I say that because I have seen some stuff which suggests when you grow the FS with new VDEV in ZFS there are circumstances where the balance is not fixed and you can have persisting unbalanced IO state.

jeffbee
0 replies
4d17h

In distributed systems you don't need to be constrained to writing to a set of devices one of which is not available. You can just write anywhere, and remember where.

markhahn
0 replies
4d16h

just a suggestion: let the curator's activity be called "preening" rather than "grooming"...

stevefan1999
1 replies
4d15h

Yep, this is the key tech behind Ceph's Erasure Code pool: https://docs.ceph.com/en/latest/rados/operations/erasure-cod...

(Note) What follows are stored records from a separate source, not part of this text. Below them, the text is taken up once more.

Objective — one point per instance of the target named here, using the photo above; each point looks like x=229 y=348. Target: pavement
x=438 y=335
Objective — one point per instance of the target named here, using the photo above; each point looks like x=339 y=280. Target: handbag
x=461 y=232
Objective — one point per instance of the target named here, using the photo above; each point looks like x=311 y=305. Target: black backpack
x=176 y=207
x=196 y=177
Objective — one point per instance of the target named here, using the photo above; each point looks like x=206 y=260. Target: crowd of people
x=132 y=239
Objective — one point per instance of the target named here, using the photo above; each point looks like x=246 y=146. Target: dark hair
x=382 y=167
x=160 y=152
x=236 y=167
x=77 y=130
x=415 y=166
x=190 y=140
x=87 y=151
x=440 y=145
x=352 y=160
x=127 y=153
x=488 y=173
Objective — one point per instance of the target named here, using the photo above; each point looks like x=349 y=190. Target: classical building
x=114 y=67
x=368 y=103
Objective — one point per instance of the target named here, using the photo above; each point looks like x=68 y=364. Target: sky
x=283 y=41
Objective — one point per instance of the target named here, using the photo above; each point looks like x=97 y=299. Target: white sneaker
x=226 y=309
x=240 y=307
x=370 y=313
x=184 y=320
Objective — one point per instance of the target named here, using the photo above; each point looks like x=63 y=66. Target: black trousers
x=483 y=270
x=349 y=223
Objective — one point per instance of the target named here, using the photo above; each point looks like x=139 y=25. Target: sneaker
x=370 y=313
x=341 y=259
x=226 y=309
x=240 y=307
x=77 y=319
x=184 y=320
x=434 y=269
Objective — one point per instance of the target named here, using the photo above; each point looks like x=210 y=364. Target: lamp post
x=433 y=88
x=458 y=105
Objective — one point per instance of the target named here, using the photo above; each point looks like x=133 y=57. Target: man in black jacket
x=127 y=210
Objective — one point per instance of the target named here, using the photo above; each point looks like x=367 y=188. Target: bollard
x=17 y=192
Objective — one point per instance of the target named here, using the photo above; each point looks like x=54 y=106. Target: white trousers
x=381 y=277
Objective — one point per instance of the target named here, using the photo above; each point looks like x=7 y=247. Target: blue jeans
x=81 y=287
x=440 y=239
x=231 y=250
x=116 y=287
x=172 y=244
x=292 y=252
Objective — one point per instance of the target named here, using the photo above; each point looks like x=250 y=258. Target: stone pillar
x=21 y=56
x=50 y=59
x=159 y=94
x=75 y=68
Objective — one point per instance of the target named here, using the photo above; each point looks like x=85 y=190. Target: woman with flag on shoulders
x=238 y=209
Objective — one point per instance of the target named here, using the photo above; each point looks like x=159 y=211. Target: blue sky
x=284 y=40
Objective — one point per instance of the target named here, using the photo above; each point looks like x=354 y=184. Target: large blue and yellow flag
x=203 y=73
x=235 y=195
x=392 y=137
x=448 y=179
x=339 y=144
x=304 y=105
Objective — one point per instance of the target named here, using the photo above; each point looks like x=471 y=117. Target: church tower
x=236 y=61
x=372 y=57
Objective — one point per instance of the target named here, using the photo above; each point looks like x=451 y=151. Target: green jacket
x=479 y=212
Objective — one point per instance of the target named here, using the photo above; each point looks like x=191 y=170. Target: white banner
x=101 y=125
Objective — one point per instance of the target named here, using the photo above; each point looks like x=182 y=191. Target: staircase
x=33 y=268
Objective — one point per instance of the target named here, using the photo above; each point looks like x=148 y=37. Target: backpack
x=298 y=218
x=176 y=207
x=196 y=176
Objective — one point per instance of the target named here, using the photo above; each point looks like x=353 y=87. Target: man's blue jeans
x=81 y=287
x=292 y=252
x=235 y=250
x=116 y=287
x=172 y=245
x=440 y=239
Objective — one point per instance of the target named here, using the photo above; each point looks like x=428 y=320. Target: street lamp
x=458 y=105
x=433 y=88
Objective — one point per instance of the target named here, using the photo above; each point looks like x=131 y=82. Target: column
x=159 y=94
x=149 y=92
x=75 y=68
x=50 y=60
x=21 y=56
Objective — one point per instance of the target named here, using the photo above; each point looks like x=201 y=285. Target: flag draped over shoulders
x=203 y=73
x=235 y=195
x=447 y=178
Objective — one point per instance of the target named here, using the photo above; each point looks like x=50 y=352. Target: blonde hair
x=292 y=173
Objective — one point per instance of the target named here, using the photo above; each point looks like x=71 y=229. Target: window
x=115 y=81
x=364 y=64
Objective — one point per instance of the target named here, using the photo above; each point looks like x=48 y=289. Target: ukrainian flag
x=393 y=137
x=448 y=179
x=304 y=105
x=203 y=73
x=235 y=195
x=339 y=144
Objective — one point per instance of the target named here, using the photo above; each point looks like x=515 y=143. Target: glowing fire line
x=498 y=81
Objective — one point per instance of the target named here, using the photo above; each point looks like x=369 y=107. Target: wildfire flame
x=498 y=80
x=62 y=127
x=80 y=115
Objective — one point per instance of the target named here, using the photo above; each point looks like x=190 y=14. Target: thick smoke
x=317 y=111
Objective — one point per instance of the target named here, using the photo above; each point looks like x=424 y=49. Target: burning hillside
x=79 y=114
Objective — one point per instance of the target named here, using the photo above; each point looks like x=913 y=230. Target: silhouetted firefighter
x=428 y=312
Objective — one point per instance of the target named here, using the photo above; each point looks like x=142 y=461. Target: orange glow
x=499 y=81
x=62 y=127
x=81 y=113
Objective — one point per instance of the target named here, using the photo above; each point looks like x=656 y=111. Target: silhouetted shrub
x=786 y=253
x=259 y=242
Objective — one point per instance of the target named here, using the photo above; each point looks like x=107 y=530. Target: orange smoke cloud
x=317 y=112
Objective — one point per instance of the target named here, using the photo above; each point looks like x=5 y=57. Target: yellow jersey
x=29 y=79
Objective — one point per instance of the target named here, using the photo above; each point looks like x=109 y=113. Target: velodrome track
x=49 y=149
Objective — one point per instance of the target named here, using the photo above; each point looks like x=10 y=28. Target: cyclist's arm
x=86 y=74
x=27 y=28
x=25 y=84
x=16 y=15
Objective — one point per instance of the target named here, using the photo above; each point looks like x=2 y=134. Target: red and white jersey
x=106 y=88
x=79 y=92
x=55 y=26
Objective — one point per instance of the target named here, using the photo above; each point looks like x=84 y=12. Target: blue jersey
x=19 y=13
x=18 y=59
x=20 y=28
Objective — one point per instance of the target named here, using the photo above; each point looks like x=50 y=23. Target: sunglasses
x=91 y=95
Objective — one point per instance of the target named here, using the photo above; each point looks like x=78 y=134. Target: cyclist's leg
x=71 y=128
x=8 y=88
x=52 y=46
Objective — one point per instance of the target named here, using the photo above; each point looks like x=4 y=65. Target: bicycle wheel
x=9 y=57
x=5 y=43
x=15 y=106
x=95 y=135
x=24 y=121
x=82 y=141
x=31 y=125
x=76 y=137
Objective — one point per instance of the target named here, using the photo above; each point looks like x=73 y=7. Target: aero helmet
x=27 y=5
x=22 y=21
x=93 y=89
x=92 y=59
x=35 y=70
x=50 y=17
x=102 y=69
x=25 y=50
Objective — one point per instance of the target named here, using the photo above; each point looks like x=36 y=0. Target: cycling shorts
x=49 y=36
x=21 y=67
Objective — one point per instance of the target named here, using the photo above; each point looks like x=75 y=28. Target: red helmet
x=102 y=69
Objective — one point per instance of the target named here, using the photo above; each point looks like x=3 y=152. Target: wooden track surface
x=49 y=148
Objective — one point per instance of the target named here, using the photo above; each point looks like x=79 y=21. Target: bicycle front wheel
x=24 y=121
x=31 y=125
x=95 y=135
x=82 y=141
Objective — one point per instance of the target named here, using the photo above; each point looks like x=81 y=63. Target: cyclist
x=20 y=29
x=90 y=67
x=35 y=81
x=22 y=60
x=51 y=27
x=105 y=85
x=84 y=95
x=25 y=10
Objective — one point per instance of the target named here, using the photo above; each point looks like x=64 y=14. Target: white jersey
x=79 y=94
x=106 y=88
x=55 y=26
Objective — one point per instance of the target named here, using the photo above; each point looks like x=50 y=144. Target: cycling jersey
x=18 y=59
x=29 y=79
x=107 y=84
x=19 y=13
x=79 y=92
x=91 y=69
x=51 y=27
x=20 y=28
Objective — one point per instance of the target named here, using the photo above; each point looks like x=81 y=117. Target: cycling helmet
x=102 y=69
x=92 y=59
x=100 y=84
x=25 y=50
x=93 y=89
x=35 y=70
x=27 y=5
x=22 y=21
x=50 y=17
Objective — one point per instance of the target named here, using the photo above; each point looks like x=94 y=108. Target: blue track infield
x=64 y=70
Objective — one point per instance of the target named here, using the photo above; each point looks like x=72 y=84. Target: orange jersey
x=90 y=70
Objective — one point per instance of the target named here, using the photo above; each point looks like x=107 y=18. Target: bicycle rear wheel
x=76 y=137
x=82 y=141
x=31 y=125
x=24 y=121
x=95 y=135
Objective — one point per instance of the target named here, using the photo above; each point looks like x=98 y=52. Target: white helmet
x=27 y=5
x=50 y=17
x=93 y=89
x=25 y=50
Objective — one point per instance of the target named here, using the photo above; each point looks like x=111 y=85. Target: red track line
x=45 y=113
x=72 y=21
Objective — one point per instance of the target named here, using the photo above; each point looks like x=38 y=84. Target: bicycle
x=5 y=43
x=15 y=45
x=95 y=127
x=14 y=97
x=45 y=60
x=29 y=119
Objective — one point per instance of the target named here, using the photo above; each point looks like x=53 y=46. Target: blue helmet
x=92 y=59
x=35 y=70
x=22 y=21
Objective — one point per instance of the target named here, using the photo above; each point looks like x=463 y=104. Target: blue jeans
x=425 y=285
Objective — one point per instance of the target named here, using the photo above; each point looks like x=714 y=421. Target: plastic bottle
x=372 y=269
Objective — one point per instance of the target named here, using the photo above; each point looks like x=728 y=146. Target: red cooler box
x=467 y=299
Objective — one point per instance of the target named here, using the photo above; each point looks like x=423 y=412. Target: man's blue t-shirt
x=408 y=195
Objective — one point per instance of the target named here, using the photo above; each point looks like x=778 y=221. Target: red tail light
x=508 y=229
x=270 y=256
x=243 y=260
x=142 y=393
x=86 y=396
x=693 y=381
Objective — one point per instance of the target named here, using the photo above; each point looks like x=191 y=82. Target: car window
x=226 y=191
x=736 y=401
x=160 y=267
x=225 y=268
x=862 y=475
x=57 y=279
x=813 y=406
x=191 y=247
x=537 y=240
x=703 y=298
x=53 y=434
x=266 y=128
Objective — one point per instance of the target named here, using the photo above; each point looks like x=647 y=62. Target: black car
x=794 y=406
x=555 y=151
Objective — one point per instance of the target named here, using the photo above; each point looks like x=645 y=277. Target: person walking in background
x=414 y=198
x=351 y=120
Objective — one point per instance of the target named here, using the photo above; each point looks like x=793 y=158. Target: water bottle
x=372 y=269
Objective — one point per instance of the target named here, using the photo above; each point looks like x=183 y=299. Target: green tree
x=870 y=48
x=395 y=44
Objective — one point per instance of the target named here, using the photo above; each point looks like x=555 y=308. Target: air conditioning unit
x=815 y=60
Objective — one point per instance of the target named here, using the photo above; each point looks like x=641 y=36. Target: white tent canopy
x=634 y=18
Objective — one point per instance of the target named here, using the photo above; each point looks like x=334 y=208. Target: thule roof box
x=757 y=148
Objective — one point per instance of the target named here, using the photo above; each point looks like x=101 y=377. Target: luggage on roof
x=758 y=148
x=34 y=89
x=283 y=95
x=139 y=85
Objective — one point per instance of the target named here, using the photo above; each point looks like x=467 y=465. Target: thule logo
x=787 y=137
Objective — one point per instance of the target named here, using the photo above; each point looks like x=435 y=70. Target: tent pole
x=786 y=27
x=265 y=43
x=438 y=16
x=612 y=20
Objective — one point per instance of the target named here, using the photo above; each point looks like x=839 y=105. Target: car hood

This does not come without trade-offs though, you cannot update the coding parameters (k, m) afterwards, so you either have to be very sure that those parameters are going to work in a long time, or you have to start from scratch. This inelasticity is also the reason why replicas are still the dominant choice for HA fault tolerant data storage.

jsolson
0 replies
4d13h

Funny story, if you're using Rook Ceph and say "I'm going to try to update these parameters to see if it will let me (and trigger a re-encoding)" it absolutely will let you change them, but it does not trigger anything to re-encode.

It just uses --force and leaves you with a corrupt filesystem.

I suppose that's only really funny in a "you had to be there, and not be me" sense.

donavanm
1 replies
4d15h

If youre interested in EC you might want to consider larger multi dimensional cases. Think of encoding not just across spindles, but another failure domain like rack, room, DC, or region. The goal being to tolerate common component failures, and larger system failures (or partitions) as well. A nice intro https://chameleoncloud.org/blog/2023/12/12/design-considerat...

londons_explore
0 replies
4d12h

You also need to take into account other constraints, like recovery time. If one of your companies datacenters gets destroyed, then it's great to be able to recover from the other 6 using clever erasure codes, but if that recovery requires reading every byte of data in every other DC and sending it over the network, it's gonna take 6 months+ to transfer all that data over a cross ocean fiber which might only be 1 Tbps.

from-nibly
0 replies
4d19h

This is one of the replication strategies that ceph uses for its distributed blob stores

anonymousDan
0 replies
4d17h

Is it the case that it's really only practical for read-only or very read intensive workloads?